The Deans of admission for both Harvard and Yale downplayed yesterday the significance of a recent letter from Yale President Kingman Brewster Jr. which recommended encouraging scholar athletes who apply to Yale.
Brewster's letter, sent to Worth David, dean of the undergraduate admissions at Yale on November 15, outlined the Yale Corporation's wish that "everyone engaged in the admissions process give positive weight to athletic distinction, if an applicant is otherwise qualified."
David said yesterday the letter did not mark a change in Yale's selection process. David said Yale had always favored "special interest" students and Brewster's letter was a reaffirmation of that policy.
"The statement itself was prompted by a notion held by our alumni that athletic talent was a liability [in the selection process]." David said. "That's not the case."
"I don't think Yale is going to go off the deep end," L. Fred Jewett '57, Harvard's dean of admissions, said yesterday.
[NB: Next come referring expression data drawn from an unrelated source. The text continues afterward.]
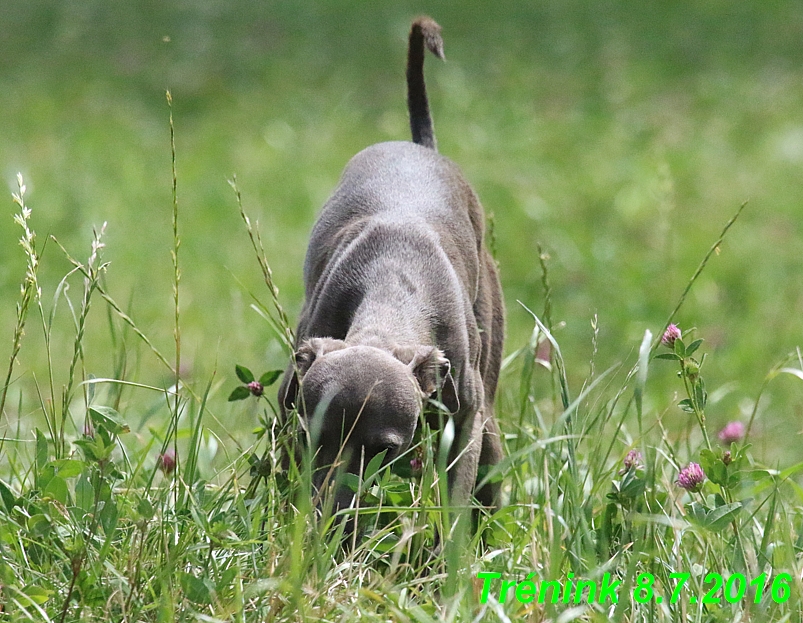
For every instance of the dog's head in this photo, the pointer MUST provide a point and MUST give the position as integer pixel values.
(358, 401)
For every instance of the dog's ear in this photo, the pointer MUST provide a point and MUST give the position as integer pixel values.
(313, 348)
(433, 372)
(305, 356)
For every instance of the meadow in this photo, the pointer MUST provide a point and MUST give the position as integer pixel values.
(612, 145)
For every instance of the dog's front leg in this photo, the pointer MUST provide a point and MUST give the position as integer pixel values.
(464, 460)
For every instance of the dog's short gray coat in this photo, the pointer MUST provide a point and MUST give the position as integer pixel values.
(403, 303)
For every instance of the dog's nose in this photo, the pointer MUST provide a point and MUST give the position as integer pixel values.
(389, 443)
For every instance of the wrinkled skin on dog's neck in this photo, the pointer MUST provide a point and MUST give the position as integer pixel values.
(396, 267)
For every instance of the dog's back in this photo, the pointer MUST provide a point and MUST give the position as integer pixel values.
(396, 263)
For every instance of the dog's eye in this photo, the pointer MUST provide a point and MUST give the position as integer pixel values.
(389, 446)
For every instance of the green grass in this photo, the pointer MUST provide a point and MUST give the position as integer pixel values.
(620, 140)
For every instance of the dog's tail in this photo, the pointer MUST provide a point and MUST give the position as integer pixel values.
(425, 31)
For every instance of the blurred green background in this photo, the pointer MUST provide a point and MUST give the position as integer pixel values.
(619, 135)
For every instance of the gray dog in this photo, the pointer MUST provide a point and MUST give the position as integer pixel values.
(403, 304)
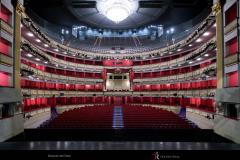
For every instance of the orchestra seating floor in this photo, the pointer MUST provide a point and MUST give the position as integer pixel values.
(163, 135)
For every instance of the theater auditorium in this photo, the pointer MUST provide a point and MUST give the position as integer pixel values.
(119, 74)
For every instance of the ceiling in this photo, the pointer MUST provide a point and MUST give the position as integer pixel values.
(84, 12)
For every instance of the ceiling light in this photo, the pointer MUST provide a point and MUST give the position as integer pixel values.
(206, 34)
(199, 40)
(30, 34)
(117, 10)
(38, 40)
(206, 55)
(29, 55)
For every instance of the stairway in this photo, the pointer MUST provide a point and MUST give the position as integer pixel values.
(117, 118)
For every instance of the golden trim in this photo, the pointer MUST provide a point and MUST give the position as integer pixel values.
(19, 8)
(216, 8)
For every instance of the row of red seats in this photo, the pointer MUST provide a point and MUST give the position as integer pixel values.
(195, 103)
(99, 63)
(160, 60)
(31, 104)
(59, 86)
(94, 117)
(172, 71)
(149, 117)
(177, 86)
(63, 72)
(76, 60)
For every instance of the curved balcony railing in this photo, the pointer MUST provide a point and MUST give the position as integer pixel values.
(202, 27)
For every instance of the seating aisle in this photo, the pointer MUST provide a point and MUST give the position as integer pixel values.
(118, 118)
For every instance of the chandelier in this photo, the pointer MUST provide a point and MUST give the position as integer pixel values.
(117, 10)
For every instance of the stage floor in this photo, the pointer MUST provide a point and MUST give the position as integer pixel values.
(121, 145)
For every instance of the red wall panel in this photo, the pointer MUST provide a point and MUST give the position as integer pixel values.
(233, 79)
(5, 14)
(4, 46)
(4, 79)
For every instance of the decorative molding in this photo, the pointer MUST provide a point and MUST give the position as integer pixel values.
(216, 8)
(19, 8)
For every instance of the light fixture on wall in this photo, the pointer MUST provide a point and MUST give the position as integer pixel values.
(117, 10)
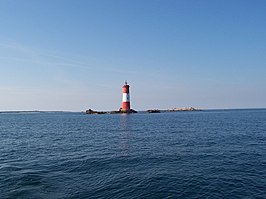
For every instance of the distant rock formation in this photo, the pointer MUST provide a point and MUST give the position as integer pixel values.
(184, 109)
(153, 111)
(172, 110)
(90, 111)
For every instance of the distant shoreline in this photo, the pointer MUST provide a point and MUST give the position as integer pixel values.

Jewett said he felt the Brewster letter would not mean a substantial or radical change in Yale policy.
"If it were a major change--if they were to give some huge significance to athletics--I'd oppose it," Jewett said.
Jewett said the admissions process at Ivy League schools for athletes was policed internally, and that admissions decisions were the responsibility of the faculty and admissions departments of the respective schools.
Only when violations of recruiting practices or the Ivy Group's financial aid policy occur can external action be taken, Jewett said.
"We will probably see more athletes applying," David said, adding that Yale alumni might recruit more extensively. He said that Yale would not change its requirements if more athletes applied.
David did concede that the letter marked the first time Brewster and the Yale Corporation had defined the admissions policy towards athletes.
A Little Embarrassed
"They're [Yale] a little bit embarrassed by this," Seamus P. Malin, director of financial aid at Harvard, said last night. "Anytime you mention athletics it gets blown up."
Malin said, "I don't quite know what to make of Yale. Yale has a habit of large public pronouncements of policy--the function of which I never understood."
Malin said Harvard's policy towards athletic recruitment was one of the toughest in the League.